Cuando el agua se terminaba, era motivo de fiesta ir a comprarla a la tienda más cercana, yo la compraba y la cargaba, a los niños varones los tenía convencidos de ser mis guardaespaldas y asumían el papel, quizá lo creyeran porque cuando era hora del recreo, jugaba vencidas -en algunos lugares les llaman pulsos- con ellos e invariablemente me ganaban.

El último mes de clases, hice pasar un formidable berrinche a mis compañeros profesores -un hombre y dos mujeres- al negarme a ayudarles a construir el escenario de la ceremonia de fin de cursos y graduación, debido a que no me parecía bien hacerlo en horas de clase, les sugerí hacerlo después de estas, pero no pude cambiar los usos y costumbres magisteriales. Total que hasta se indignaron, pero yo terminé mi guía de estudios completa con mis niños.
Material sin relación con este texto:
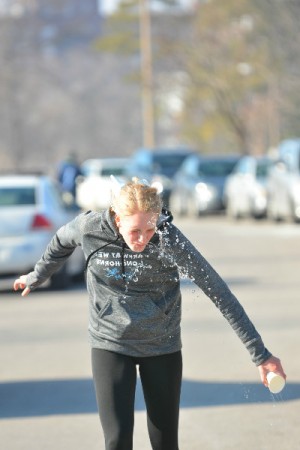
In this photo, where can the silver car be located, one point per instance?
(198, 184)
(245, 191)
(31, 211)
(284, 183)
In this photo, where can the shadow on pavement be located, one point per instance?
(60, 397)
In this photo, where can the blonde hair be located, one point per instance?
(136, 196)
Tengo decenas de historias pero contaré sólo una mas, que aún después de tantos años, al recordarla toca fibras sensibles de mi alma. Cierto día, y de manera repentina estalló un alboroto en mi tranquilo salón de clases, la casi totalidad de niños acosaban a gritos a una desvalida niña acusándola de ratera por el robo de unos colores, no recuerdo su nombre, llamémosle Lily, la niña era aún más humilde que los demás, tenía alrededor de 9 años y seguía en primero.

Me enfurecí por la saña de los niños en contra de Lily, e impongo el orden de inmediato diciéndoles, “Aquí no se insulta a nadie, se los he dicho en repetidas ocasiones”, le pregunto a la niña, ¿tomaste los colores que no eran tuyos? Me dice la criatura sollozante, no profesor, hay un creciente murmullo acusador y escucho nuevamente el lapidario grito de, ¡ratera! Iracundo exclamo, ¡a callar todos! Investigo quien fue la víctima, y le digo, no te preocupes vamos a la tienda a comprarte los colores.

Se acaba el horario de clases y le digo a Lily, quédate necesito hablar contigo, cuando estuvimos solos le pregunto nuevamente mirándole a los ojos, ¿tomaste esos colores que no eran tuyos? La niña suelta el llanto en forma compulsiva, le seco las lágrimas y le dije, lo que hiciste es muy grave, se llama robo y a los adultos que roban los llevan a la cárcel.

Le pregunto nuevamente, ¿Lily tu me quieres? Me contesta la niña, si profesor mucho, mucho, entonces le dije, fíjate bien, si sigues tomando lo que no es tuyo te van a meter a la cárcel, cuando crezcas yo voy a estar viejito y voy a sufrir mucho al verte detenida, ¿me prometes que no vuelves a tomar algo que no te pertenezca? La niña lo prometió y terminamos los dos llorando. Aún ahora después de tanto tiempo, se me hace un nudo en la garganta al recordarlo.